Bemidji Town and Country Club welcomes new general manager Mike Fogelson
Mike Fogelson’s arrival puts Bemidji Town and Country Club’s season, hiring and Birchmont planning under a closer spotlight as the public course and North Shore Grille stay open.

Bemidji Town and Country Club’s new general manager comes in with the summer season already moving, the North Shore Grille open and the Birchmont Golf Tournament set for July 28-August 2. For members, event clients and local employers who rely on the club’s schedule, the bigger question is how Mike Fogelson will shape pricing, access, hiring and youth programming in the months ahead.
Bemidji Area Chamber of Commerce ambassadors recently visited the club to welcome Fogelson into the job. The club’s staff page lists him as “Fractional General Manager,” and says he has been a member since 2016. The club says his focus is on long-term vision, member representation, community building and growing opportunities for young golfers.
That mix of priorities matters at a property that is more than a golf course. Bemidji Town and Country Club is an 18-hole, par 72, semi-private, member-owned course on the north shore of Lake Bemidji. It was established in 1916 and has seen major revisions in 1990 and updates in 2014, giving the club a long footprint in Bemidji’s recreation and social life.
The club also hosts the Birchmont, a century-old tournament that draws attention far beyond its membership. With the event landing in late July and early August, Fogelson’s early months will likely be judged on how smoothly the club handles tournament logistics, member tee times, dining traffic and the expectations of outside players and guests who use the facility during peak season.

Spencer Konecne is also returning as restaurant manager, giving the club a familiar face in the dining operation as the North Shore Grille serves the public. The restaurant opened for the season on April 22 at 4 p.m., adding another layer of visibility for a venue that sits at the intersection of private membership and public-facing hospitality.
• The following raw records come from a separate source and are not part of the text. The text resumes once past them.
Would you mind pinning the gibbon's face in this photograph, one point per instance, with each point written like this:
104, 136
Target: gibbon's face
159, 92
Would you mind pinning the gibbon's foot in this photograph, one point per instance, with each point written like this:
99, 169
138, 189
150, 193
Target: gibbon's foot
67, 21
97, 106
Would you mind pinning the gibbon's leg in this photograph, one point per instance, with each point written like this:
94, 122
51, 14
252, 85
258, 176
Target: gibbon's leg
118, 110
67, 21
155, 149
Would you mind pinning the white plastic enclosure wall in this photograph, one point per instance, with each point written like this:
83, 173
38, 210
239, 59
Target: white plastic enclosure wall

The leadership change also follows a reminder of how quickly the course can be tested. In June 2025, a storm brought down roughly 350 trees on and around the property, but the clubhouse and playing surfaces were spared. Volunteers joined the grounds crew, and the course reopened in four days, a fast turnaround that showed how central the club is to Bemidji’s summer recreation economy. With Fogelson now in place, the club enters the season with a new manager, a returning restaurant lead and a calendar anchored by one of the city’s longest-running events.